The President of Turkey, Mr. Recep Tayyip Erdogan, on Friday told the European Union (EU) that his country would not change its anti-terror laws in return for visa-free travel.
” Intead we’ll go our way, you go yours,” he told the EU leadership.
The EU insists Turkey needs to narrow its definition of terrorism to qualify for visa-free travel – which is part of a larger deal between the sides aimed at easing Europe’s migration crisis.
Mr Erdogan was speaking a day after his Prime Minister, Ahmet Davutoglu, who largely negotiated the EU deal, said he was stepping down.
Mr Davutoglu had also reportedly opposed Mr Erdogan’s plan to give more power to the presidency. Mr Erdogan said the proposed constitutional changes were a national need, not a personal requirement.
The wide-ranging EU-Turkey deal involves the return of migrants, mainly Syrians, from Greece to Turkey, along with increased aid and other measures.
One of these is to allow Turkish citizens visa-free travel for short stays in the EU’s Schengen area which comprises 22 EU and four non-EU members.
However, the EU wants Turkey to narrow its broad definition of terrorism to match tighter EU standards.
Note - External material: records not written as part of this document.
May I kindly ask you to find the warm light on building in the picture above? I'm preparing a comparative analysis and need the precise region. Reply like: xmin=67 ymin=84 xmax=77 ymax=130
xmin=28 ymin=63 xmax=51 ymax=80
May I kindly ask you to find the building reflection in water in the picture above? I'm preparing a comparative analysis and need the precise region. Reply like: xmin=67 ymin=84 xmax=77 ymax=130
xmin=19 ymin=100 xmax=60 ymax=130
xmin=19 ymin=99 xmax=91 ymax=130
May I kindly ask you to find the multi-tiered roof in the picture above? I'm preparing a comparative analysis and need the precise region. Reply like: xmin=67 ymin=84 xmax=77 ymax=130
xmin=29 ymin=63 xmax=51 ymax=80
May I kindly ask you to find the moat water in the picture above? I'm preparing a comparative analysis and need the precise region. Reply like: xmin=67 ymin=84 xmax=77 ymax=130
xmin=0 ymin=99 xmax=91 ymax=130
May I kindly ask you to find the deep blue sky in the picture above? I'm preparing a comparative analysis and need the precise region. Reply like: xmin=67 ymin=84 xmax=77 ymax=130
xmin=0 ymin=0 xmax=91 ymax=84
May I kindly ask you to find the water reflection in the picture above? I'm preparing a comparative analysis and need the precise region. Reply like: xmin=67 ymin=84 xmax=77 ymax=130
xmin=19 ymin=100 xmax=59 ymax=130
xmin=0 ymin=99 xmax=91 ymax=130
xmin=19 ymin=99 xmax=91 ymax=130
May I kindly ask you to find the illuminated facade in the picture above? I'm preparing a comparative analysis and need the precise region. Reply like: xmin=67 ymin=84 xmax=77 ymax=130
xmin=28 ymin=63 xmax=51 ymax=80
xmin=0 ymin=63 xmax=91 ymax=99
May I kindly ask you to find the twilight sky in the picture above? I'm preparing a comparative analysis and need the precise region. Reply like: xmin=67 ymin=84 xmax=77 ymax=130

It is one of five EU criteria Turkey still has to agree to in order to meet the visa-free requirements.
Image caption Ahmet Davutoglu said on Thursday he was stepping down, but pledged loyalty to Mr Erdogan
Mr Erdogan rejected this, saying in a televised speech on Friday: “Turkey, when it’s under attack from terrorist organisations from all sides, the European Union is telling us to change the anti-terror law in exchange for the visa deal.”
Referring to tents erected by the outlawed Kurdistan Workers’ Party, or PKK, near the EU parliament in Brussels, Mr Erdogan said: “You will let terrorists build tents and provide them with opportunities in the name of democracy.
“And then [you] will tell us ‘if you change this [anti-terrorism legislation], I will lift the visas’. Sorry, we’ll go our way, you go yours.”